Is 903 a Prime Number?

Numbers are primarily categorized into two types — prime numbers and composite numbers, based on the number of factors they possess. A prime number is a natural number that is divisible only by 1 and itself. For instance, 3 is a prime number because it is divisible by 1 and itself only.

Conversely, a composite number is a positive number that has more than two divisors. For example, 6 is divisible by 1, 2, 3, and 6, categorizing it as a composite number.

Prime numbers exhibit the following properties: -

• Prime numbers are positive integers greater than 1. 
• 2 is the only even prime number. 
• They have exactly two distinct factors: 1 and the number itself. 
• Any two distinct prime numbers are co-prime because they share only one common factor, which is 1.
• Since 903 has more than two factors, it is not a prime number.

A prime number is characterized by having only two divisors: 1 and itself. Since 903 has more than two factors, it is not a prime number. Several methods are used to differentiate between prime and composite numbers. Some of these methods include: -

• Counting Divisors Method 
• Divisibility Test 
• Prime Number Chart 
• Prime Factorization

The counting divisors method involves counting the number of divisors a number has to determine if it is prime or composite. Based on the count of the divisors:

• If there are exactly 2 divisors, the number is prime. 
• If the count exceeds 2, the number is composite.

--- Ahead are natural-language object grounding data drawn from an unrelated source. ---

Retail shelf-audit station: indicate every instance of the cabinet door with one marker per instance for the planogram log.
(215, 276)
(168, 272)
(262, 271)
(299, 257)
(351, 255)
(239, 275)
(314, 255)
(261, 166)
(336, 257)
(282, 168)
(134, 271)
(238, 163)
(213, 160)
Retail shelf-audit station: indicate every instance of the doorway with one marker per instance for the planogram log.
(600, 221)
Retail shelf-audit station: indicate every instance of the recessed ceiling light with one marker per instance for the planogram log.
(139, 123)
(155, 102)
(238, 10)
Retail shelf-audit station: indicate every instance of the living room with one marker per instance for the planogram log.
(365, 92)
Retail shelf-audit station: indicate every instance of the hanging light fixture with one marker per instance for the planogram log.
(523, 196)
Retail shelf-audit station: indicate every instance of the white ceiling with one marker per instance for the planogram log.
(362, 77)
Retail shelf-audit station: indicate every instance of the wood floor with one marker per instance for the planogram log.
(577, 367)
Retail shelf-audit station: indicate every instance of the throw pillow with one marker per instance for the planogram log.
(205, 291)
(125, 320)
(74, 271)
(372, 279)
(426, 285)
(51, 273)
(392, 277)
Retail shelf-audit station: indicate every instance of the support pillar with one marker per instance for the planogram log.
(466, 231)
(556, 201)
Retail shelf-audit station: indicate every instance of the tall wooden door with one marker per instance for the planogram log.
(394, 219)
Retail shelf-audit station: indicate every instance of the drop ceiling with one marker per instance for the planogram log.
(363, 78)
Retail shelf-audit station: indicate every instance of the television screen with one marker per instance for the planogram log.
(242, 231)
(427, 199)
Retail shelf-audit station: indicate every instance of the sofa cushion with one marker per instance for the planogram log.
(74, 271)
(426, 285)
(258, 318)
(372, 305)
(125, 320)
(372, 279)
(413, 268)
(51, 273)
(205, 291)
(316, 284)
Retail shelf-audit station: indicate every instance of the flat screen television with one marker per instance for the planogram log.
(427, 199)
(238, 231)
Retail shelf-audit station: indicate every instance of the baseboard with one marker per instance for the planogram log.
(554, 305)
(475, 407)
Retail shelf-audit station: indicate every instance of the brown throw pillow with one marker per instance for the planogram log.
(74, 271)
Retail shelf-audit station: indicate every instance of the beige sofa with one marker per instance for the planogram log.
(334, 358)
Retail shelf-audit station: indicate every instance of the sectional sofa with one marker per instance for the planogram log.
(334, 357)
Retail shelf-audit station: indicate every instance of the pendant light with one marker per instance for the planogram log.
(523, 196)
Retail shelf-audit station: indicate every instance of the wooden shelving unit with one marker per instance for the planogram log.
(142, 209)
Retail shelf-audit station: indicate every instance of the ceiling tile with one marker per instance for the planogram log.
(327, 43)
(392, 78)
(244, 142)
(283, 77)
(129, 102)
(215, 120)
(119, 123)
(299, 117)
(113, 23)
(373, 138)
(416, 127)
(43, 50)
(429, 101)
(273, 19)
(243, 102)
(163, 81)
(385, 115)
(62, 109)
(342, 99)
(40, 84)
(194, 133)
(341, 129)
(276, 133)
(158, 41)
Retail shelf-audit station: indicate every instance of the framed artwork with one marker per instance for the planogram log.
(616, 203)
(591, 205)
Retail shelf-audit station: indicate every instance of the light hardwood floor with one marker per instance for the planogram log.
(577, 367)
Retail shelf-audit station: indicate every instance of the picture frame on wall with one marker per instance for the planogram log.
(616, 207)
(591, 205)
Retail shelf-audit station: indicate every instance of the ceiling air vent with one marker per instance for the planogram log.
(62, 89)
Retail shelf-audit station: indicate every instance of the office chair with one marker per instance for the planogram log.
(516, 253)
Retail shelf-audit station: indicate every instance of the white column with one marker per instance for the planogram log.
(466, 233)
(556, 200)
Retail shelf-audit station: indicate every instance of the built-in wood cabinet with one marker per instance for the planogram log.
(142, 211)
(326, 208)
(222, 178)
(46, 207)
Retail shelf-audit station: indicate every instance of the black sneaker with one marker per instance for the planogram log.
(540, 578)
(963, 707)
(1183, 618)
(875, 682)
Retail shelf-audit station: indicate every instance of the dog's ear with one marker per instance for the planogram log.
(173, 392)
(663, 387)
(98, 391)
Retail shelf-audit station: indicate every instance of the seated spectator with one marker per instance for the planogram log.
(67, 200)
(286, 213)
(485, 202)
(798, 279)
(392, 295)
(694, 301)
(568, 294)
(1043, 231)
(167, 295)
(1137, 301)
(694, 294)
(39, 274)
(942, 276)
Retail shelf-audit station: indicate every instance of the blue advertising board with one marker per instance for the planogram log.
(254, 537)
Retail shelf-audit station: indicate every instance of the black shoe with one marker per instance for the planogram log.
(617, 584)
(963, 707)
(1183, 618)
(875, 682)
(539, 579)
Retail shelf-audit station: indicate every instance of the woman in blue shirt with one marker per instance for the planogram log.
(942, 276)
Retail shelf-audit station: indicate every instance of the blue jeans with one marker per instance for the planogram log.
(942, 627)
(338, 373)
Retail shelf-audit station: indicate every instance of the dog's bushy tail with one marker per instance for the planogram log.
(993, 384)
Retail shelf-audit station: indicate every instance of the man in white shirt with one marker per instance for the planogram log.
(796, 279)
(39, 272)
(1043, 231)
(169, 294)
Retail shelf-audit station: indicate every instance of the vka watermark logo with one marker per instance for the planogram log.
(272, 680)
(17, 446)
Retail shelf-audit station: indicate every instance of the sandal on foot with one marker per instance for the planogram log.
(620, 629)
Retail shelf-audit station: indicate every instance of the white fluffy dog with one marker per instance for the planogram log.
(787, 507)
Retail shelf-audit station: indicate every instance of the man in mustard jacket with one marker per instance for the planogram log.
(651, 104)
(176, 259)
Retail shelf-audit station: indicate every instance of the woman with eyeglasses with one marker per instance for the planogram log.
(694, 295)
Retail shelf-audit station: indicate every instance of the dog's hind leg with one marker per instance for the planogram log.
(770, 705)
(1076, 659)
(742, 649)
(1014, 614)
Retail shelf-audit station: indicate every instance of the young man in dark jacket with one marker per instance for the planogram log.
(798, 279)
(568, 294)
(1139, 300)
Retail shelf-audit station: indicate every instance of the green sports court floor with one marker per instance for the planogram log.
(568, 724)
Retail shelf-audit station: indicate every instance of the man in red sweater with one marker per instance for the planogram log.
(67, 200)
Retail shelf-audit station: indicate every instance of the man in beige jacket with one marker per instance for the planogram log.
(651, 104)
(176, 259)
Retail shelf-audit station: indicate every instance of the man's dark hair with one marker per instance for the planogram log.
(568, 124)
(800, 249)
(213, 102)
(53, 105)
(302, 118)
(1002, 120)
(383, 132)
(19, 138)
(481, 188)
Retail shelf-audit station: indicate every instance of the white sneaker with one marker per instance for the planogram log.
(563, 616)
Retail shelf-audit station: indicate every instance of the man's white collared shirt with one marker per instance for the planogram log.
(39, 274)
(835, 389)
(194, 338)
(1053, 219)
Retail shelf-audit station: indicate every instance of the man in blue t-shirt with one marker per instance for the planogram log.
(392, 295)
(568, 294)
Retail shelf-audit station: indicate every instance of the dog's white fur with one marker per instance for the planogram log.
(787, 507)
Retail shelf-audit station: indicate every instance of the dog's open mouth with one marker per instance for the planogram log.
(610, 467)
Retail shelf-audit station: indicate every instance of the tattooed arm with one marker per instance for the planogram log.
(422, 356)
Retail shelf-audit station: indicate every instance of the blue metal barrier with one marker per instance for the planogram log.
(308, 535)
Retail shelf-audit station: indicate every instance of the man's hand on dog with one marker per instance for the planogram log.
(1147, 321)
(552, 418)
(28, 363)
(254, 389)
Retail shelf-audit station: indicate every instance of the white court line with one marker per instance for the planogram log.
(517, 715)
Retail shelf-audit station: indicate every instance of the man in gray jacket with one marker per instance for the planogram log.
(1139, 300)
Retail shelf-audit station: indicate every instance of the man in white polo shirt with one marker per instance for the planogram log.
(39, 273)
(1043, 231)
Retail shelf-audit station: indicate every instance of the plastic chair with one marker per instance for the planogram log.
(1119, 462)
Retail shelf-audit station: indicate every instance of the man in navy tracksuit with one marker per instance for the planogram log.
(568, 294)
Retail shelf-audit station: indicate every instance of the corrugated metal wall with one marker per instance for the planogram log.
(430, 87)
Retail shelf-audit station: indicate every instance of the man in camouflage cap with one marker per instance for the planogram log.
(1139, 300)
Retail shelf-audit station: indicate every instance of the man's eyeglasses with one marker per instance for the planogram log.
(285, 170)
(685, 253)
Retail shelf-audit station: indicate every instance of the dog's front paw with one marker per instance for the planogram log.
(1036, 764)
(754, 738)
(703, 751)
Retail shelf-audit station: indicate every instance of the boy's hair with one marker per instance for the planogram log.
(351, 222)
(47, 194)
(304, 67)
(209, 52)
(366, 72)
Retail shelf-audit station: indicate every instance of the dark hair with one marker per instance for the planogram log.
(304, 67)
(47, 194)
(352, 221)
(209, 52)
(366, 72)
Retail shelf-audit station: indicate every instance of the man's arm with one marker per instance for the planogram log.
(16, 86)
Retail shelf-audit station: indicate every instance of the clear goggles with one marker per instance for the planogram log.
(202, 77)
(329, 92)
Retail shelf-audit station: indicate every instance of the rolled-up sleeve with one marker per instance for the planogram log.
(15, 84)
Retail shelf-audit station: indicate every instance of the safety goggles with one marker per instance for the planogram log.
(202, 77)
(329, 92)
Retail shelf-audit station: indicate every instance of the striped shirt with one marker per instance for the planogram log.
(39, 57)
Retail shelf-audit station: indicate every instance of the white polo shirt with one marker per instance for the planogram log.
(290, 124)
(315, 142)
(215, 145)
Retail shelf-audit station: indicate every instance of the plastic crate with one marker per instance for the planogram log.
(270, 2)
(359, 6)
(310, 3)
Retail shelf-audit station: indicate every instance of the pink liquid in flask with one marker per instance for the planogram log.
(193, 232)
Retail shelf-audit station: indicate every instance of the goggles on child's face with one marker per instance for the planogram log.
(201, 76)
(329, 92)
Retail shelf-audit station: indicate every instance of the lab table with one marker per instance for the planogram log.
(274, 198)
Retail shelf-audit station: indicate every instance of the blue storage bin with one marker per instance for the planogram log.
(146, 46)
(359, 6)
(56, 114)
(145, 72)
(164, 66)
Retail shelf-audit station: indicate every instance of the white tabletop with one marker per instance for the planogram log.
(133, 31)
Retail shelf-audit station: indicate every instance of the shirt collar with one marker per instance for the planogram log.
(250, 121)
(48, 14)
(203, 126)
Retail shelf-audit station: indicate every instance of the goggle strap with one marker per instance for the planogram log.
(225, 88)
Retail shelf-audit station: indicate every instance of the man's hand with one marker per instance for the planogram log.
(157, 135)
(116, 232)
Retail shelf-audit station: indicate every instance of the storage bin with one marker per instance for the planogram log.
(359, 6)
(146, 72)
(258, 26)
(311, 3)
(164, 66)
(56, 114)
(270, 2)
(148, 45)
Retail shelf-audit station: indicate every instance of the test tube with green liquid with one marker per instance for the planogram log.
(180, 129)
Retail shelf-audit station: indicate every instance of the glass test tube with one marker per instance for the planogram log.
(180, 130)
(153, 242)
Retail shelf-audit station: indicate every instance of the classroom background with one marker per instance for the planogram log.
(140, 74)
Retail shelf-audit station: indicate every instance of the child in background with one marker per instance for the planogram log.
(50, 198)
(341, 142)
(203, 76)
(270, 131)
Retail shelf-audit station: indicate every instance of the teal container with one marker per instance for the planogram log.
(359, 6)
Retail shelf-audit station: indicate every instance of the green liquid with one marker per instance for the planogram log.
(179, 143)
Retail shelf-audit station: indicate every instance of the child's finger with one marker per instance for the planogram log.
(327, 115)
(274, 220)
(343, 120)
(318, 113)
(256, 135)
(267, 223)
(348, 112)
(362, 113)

Let’s examine whether 903 is prime or composite.

Step 1: All numbers are divisible by 1 and themselves.

Step 2: Divide 903 by 2. It is not divisible by 2, so 2 is not a factor of 903.

Step 3: Divide 903 by 3. It is divisible by 3, so 3 is a factor of 903.

Step 4: You can simplify checking divisors up to 903 by finding the root value. We then need to check divisors only up to the square root value.

Step 5: When dividing 903 by 3, 9, and 13, it is divisible by 3 and 13.

Since 903 has more than 2 divisors, it is a composite number.

The divisibility test method uses a set of rules to determine whether a number can be completely divided by another number. -

Divisibility by 2: The last digit in 903 is 3, which is odd, so 903 is not divisible by 2. 

Divisibility by 3: The sum of the digits in 903 is 12 (9 + 0 + 3). Since 12 is divisible by 3, 903 is also divisible by 3. 

Divisibility by 5: The last digit is not 0 or 5, so 903 is not divisible by 5. 

Divisibility by 7: Doubling the last digit (3 × 2 = 6) and subtracting from the rest (90 - 6 = 84) shows 84 is divisible by 7. Therefore, 903 is divisible by 7. 

Divisibility by 11: The alternating sum of the digits (9 - 0 + 3 = 12) is not divisible by 11, so 903 is not divisible by 11.

Since 903 is divisible by multiple numbers besides 1 and itself, it is a composite number.

The prime number chart, created by the “Sieve of Eratosthenes” method, helps identify prime numbers.

Step 1: Write numbers from 1 to 1000.

Step 2: Leave 1 unmarked, as it is neither prime nor composite.

Step 3: Mark 2 and cross out all multiples of 2.

Step 4: Mark 3 and cross out all multiples of 3.

Step 5: Continue this process until all numbers are marked or crossed. Using this process, we identify prime numbers up to 1000.

Since 903 is not marked as prime, it is a composite number.

Prime factorization involves breaking down a number into its prime factors and multiplying them to reconstruct the original number.

Step 1: We can write 903 as 3 × 301.

Step 2: In 3 × 301, 301 is a composite number. Further, break 301 into 7 × 43.

Step 3: Now we have a product consisting only of prime numbers.

Hence, the prime factorization of 903 is 3 × 7 × 43.

• Composite numbers: Numbers greater than 1 that are divisible by more than two numbers. For example, 12 is a composite number as it is divisible by 1, 2, 3, 4, 6, and 12.

• Prime numbers: Numbers greater than 1 that have only two divisors, 1 and themselves. For example, 5 is a prime number.

• Factors: Numbers that divide another number without leaving a remainder. For example, factors of 4 are 1, 2, and 4.

• Divisibility rules: Guidelines to determine if a number can be divided completely by another number without a remainder.

• Prime factorization: Breaking down a number into its prime factors. For instance, the prime factorization of 18 is 2 × 3 × 3.